For this approach to reform, federal spending would increase by $34 trillion over 10 years, but health spending by individuals, employers, and state governments would decrease by $27 trillion, so national health spending would increase by $7 trillion over the same 10-year period, from $52 to $59 trillion.
The figure below illustrates our estimates. In the first bar, we divide the $52 trillion estimated current-law spending on health care over 2020–29 into three pieces: $17 trillion in federal spending; $27 trillion in private spending and state and local government spending for medical care and dental care that would be subsumed into the new single-payer program; and $8 trillion in spending (a mix of government and private spending) that would not be affected by a single-payer program.
The $8 trillion includes costs associated with an array of expenses, such as medical care for members of the military and their families while military members are deployed, services provided to foreign visitors, acute care provided to people living in institutions (e.g., prisons and nursing homes), and the value of new construction and equipment put in place by the medical sector. This spending also includes long-term services and supports by states and individuals that would continue under reform. For our purposes here, we refer to this $8 trillion in spending as “spending not affected by single-payer.”

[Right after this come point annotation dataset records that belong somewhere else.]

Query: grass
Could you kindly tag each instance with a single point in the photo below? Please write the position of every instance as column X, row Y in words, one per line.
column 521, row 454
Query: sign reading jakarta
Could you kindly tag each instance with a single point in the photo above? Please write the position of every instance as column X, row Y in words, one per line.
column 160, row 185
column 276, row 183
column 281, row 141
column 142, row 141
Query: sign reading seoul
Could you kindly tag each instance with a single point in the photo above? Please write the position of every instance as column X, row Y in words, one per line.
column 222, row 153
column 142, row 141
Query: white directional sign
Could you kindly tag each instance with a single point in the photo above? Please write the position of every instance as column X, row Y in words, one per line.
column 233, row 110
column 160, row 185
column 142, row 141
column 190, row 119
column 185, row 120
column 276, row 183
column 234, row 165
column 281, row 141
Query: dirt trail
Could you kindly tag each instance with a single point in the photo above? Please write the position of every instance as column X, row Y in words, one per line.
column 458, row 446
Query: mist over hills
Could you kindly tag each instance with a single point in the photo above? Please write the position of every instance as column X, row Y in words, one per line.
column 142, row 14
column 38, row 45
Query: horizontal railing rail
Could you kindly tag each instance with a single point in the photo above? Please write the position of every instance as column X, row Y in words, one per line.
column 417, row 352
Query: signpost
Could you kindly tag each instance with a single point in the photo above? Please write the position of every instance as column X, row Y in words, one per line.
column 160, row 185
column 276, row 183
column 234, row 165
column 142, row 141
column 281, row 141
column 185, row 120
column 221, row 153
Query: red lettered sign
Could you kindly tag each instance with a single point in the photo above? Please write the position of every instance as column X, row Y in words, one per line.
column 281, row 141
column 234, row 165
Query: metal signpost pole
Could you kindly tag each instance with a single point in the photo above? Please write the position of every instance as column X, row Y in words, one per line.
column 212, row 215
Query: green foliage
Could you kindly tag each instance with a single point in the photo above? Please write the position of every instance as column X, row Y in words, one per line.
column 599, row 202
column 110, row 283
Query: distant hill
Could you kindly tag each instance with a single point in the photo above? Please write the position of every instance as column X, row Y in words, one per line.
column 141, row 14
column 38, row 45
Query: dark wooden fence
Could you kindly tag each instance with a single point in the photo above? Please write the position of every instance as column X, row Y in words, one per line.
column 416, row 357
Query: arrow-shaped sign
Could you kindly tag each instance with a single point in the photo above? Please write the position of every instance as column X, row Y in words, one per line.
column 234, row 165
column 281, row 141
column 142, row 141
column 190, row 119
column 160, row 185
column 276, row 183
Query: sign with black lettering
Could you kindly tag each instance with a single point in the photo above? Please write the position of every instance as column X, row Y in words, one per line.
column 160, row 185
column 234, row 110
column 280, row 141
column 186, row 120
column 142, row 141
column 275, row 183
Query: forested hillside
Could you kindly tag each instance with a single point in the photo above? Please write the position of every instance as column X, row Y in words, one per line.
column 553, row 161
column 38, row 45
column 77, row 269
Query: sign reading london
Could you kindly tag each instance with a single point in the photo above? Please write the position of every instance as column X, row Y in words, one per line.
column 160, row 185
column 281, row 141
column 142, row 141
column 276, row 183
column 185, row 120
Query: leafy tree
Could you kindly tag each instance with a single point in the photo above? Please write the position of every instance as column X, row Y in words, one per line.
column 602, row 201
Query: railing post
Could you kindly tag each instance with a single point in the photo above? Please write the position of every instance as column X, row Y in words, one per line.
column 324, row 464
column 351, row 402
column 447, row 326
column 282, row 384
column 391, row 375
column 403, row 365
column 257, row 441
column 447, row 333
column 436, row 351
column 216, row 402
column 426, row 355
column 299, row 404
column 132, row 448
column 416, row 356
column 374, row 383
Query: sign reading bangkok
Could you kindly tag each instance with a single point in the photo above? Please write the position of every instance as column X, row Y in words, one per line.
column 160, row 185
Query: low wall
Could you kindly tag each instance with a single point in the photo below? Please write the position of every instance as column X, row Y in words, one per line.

The taller second bar shows that the total national spending under a single-payer program would be higher than under current law. The $17 trillion in federal spending under current law would be shifted to help fund the new program, and the federal government would take over the $27 trillion in current health care spending by employers, households, and state and local governments.
Fully funding a new single-payer program would require an additional $7 trillion in federal spending beyond that repurposed $44 trillion. The $8 trillion in spending not affected by the single-payer program would continue to be funded by a mix of government and private sources.
Thus, it is not appropriate to compare an estimated increase in federal spending of $34 trillion over 10 years with a current-law level of national health spending of $52 trillion over the same period and conclude these are savings in national health spending.
And although many advocates believe that a single-payer system would increase federal spending but with the benefit of reducing national health spending, our estimates contradict that. According to our analysis, a broad single-payer reform, similar to current Medicare for All bills, would increase federal spending and increase national spending.
But as our full report also shows, a single-payer program can be designed to decrease national health spending, as can other approaches to achieving universal coverage.